Memorial Day. Started as Decoration Day to mark the gravesites of Civil War dead, it has grown into honoring the military members who have died in service to our country. It is also a day for parades, flags, fireworks, bbq’s, red white and blue sales, and the unofficial herald of the beginning of summer. Despite all of that, Memorial Day’s focus is too narrow.
People who voluntarily join the military do a job. For many, a part of that job is to fight and perhaps die in war. That is a risk they assume once they sign up. So, if they are to be honored, why wouldn’t we honor everyone who dies as a result of wasteful, violent action? What about those people who are murdered intentionally or die as a result of an avoidable accident? It’s the loss of a life of someone who’s doing their job.

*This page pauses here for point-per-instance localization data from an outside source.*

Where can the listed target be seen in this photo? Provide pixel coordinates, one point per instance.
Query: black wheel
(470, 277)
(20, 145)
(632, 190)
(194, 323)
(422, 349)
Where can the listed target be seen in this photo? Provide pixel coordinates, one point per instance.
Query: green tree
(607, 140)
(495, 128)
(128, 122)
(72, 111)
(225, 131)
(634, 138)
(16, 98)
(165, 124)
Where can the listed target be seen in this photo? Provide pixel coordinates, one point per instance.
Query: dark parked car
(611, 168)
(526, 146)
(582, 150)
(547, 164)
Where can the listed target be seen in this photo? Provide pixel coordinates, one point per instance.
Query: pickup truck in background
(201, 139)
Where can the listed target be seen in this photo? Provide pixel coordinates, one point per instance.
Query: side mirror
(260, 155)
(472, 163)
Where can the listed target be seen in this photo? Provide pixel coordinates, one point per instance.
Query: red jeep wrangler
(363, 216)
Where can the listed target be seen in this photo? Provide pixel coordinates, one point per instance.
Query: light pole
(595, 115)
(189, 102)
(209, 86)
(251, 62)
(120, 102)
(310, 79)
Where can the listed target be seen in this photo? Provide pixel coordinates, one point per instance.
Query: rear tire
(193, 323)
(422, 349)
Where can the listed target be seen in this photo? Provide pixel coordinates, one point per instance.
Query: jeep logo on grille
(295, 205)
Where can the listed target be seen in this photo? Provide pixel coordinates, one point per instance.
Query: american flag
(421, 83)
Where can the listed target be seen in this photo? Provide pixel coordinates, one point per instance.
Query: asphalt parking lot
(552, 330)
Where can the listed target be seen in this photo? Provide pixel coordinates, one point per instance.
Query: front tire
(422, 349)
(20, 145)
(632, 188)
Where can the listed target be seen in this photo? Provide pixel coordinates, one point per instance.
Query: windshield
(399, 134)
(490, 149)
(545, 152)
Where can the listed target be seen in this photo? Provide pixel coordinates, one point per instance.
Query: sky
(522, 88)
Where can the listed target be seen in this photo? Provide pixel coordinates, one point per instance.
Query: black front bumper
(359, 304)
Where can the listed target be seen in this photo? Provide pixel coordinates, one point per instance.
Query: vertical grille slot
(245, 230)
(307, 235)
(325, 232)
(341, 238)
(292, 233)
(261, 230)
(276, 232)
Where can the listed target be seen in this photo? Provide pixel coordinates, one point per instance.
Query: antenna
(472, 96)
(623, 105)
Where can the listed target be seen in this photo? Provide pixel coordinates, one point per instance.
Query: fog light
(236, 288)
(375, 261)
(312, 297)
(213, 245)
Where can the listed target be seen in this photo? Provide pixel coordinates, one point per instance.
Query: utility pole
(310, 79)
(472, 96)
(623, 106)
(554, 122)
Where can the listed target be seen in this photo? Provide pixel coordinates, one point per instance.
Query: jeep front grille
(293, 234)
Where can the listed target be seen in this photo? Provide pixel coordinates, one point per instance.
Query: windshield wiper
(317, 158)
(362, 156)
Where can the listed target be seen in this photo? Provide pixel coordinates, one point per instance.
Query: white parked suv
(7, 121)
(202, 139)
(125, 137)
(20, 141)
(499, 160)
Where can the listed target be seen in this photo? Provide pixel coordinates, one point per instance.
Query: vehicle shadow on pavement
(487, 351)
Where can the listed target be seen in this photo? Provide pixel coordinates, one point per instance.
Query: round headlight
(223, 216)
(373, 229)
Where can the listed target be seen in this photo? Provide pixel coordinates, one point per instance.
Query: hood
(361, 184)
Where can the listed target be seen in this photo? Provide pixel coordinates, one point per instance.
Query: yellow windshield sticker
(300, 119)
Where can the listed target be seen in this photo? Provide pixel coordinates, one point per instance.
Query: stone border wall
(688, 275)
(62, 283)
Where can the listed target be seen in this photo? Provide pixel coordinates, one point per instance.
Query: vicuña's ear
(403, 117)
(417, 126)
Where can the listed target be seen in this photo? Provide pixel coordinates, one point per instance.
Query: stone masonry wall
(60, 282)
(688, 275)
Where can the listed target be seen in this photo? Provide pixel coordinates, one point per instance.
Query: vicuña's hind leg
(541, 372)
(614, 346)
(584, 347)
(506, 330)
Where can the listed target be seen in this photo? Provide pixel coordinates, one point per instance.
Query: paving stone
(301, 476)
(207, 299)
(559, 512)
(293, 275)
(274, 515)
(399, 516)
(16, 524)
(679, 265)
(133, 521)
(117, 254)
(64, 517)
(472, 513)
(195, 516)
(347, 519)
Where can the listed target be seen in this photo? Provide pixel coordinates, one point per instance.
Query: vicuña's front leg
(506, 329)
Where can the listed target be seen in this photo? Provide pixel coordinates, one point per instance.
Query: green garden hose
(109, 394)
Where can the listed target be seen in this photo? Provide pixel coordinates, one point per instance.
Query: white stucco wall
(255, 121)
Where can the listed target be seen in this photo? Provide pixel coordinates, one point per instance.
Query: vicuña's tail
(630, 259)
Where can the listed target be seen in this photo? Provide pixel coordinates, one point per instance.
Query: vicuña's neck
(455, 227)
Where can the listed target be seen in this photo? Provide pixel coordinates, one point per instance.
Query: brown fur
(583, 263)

Even more than military volunteers, why not specifically commend draftees? People who didn’t necessarily want to fight in a war but couldn’t successfully ignore or escape the draft. Their military death is really like murder on a national scale.
Why focus on the military at all? Many cultures celebrate the “Day of the Dead” when families and friends get together to remember those who have passed. Telling stories about grandparents, reliving histories, remembering people who have contributed to you genetically and probably influenced your way of life provides a rich experience. Be inclusive. Some ancestor’s sacrifices may have been just as meaningful as any sacrifices lost to war.
So, skip the parades and the sales but keep the family bbq. In addition to flags on military gravesites, plant flowers on all gravesites. Remember people who are gone but don’t glorify the military dead above all others because in doing so, it glorifies and “noble”izes war and wasteful sacrifice.